The Confederation of British Industry (CBI) has sounded the alarm over a deteriorating economic outlook, with businesses reporting weakened confidence and plans to cut both output and hiring. The concerns stem from tepid demand and the government’s decision to raise employers’ national insurance contributions (NIC), a measure expected to generate £25 billion annually.
Chancellor Rachel Reeves defended the policy, emphasizing the government’s commitment not to increase taxes on workers, but acknowledged the challenges for businesses. However, firms have criticized the NIC hike, arguing it worsens an already fragile economic environment.

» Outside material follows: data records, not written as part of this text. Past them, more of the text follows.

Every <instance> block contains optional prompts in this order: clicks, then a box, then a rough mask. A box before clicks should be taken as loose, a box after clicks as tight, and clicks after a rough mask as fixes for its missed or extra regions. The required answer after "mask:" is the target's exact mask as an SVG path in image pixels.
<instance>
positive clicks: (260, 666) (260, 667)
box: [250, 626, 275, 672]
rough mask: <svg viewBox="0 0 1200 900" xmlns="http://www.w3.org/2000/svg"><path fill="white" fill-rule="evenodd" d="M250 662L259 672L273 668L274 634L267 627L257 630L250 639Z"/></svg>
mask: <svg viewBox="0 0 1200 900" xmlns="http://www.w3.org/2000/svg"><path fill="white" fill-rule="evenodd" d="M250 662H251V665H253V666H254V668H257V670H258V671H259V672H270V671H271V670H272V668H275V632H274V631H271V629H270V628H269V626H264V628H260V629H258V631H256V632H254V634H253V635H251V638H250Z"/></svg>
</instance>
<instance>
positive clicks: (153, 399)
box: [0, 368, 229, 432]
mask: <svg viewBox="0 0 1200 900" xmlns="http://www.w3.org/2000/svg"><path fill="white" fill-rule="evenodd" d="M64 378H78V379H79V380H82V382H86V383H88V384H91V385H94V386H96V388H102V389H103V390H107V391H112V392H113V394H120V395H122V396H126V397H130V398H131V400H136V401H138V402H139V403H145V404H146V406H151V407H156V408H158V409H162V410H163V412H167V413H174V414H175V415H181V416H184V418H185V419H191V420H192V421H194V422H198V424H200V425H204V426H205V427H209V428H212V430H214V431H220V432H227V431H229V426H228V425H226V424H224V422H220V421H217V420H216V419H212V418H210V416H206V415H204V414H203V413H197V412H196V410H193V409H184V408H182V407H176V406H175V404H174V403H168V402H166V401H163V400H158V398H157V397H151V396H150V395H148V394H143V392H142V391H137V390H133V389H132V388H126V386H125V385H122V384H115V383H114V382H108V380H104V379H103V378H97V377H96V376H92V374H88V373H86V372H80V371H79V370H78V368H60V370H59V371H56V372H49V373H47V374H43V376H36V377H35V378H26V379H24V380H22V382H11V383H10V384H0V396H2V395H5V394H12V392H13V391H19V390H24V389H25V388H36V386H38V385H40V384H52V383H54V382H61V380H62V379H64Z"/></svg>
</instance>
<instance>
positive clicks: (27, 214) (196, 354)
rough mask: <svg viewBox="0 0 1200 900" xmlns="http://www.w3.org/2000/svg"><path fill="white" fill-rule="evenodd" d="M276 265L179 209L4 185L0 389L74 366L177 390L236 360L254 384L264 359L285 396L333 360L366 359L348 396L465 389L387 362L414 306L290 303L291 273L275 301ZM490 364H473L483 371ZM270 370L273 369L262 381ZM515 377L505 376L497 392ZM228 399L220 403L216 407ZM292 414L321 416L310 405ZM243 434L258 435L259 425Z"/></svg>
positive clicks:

Alpesh Paleja, the CBI’s interim deputy chief economist, expressed worry over the findings, stating: “There is little festive cheer in our latest surveys, which suggest the economy is headed for the worst of all worlds—firms expect to reduce both output and hiring, and price growth expectations are firming.”
The CBI poll, conducted with 899 companies between November 25 and December 12, revealed that economic growth expectations are at their weakest since November 2022, following the resignation of Liz Truss as prime minister.
Paleja urged the Labour government to bolster business confidence ahead of 2025 by reforming key policies such as the apprenticeship levy, occupational health incentives, and business rates.
With firms grappling with higher costs and sluggish demand, the government faces increasing pressure to stabilize the economy and create a more favorable environment for investment and growth.